On sait que, alors même que le formulaire CERFA des déclarations d’intention d’aliéner fait figurer une rubrique relative à l’acquéreur, rien n’impose de renseigner le nom de ce dernier.

En cas de contentieux, la qualité d’acquéreur évincé peut être prouvée par d’autres moyens. La sécurité juridique en souffre cependant, le titulaire du droit de préemption, faute de pouvoir notifier une décision à un acquéreur qu’il ne connaît pas, étant exposé à un recours plus tardif de sa part.

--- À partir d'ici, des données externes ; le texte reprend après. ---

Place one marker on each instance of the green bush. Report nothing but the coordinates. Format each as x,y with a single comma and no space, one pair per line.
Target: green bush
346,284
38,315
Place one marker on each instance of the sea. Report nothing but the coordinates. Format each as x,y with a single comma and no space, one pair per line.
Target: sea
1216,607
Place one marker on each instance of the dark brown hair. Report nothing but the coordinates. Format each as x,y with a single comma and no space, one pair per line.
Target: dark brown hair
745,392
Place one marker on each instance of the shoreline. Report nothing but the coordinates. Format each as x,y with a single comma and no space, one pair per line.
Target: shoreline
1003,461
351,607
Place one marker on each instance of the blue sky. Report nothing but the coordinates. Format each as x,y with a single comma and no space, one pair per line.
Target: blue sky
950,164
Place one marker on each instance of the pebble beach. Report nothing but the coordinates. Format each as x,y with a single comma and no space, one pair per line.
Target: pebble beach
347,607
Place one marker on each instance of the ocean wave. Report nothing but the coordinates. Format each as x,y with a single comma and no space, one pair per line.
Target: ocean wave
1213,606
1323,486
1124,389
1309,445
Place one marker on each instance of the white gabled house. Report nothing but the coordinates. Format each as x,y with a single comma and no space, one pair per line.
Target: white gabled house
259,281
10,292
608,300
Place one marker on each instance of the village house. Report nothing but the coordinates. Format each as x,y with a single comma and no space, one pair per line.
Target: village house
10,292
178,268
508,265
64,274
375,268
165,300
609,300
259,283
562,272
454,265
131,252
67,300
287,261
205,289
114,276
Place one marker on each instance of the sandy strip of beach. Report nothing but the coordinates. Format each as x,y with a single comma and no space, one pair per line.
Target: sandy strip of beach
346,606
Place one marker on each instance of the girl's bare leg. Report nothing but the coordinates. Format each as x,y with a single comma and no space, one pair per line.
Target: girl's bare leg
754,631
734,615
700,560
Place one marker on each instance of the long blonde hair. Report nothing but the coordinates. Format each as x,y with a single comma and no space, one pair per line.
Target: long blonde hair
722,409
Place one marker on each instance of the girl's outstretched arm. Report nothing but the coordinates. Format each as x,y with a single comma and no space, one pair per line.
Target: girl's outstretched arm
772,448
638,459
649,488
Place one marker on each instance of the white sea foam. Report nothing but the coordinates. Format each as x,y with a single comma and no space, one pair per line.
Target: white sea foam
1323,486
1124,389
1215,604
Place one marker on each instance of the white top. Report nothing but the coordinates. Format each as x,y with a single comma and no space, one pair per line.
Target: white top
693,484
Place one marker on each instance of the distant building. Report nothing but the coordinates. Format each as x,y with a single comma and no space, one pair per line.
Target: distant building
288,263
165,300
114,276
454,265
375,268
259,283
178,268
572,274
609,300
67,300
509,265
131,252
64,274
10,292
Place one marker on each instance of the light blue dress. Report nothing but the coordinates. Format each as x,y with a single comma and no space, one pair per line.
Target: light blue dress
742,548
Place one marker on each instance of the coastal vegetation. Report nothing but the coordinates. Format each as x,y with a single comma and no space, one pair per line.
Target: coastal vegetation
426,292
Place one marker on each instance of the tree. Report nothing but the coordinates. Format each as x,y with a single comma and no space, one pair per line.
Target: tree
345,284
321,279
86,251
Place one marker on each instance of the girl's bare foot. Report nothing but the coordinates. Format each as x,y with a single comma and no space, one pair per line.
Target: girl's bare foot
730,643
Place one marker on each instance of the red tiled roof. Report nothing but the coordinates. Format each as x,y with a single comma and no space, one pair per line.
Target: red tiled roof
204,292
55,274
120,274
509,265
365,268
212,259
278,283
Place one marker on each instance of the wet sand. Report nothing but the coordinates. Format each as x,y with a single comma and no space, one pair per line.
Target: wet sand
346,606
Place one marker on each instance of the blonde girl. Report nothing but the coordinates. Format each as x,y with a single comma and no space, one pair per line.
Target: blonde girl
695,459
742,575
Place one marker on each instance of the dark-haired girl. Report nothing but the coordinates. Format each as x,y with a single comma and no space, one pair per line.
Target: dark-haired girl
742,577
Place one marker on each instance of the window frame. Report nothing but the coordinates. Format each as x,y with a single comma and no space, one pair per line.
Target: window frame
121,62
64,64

Le code de l’urbanisme prévoyait cependant une sanction indirecte en cas d’absence d’indication de l’acquéreur. L’article L. 213-11-1, consacré au droit de rétrocession d’un bien illégalement préempté, prévoit en effet que : « Dans le cas où les anciens propriétaires ou leurs ayants cause universels ou à titre universel ont renoncé expressément ou tacitement à l’acquisition dans les conditions mentionnées aux trois premiers alinéas du présent article, le titulaire du droit de préemption propose également l’acquisition à la personne qui avait l’intention d’acquérir le bien, lorsque son nom était inscrit dans la déclaration mentionnée à l’article L. 213-2. »

Il était possible de se demander si conditionner le droit à rétrocession au bénéfice de l’acquéreur à la mention de son nom dans la déclaration d’intention d’aliéner, mention qui ne dépend que de sa rédaction par le notaire du vendeur, était conforme au principe d’égalité. Mais le Conseil d’Etat n’a pas eu à interroger le Conseil constitutionnel. Il s’est contenté d’admettre une interprétation neutralisante de ces dispositions : « La cour administrative d’appel de Lyon a jugé que la circonstance que le nom de M. C…, bénéficiaire d’une promesse de vente portant sur le bien en litige, n’avait pas été mentionné dans la déclaration d’aliéner ne faisait pas obstacle à ce que la juridiction compétente, saisie de conclusions en ce sens sur le fondement de l’article L. 911-4 du code de justice administrative, enjoigne à la commune de Montagny-lès-Beaune, à la suite de l’annulation de la décision de préempter ce bien et de la renonciation de l’ancien propriétaire, de proposer à M. C…, acquéreur évincé, d’en faire l’acquisition. Il résulte de ce qui a été dit au point 5 qu’en statuant ainsi, la cour n’a pas commis d’erreur de droit. » L’absence de mention du nom de l’acquéreur est donc désormais sans conséquence sur son droit à rétrocession.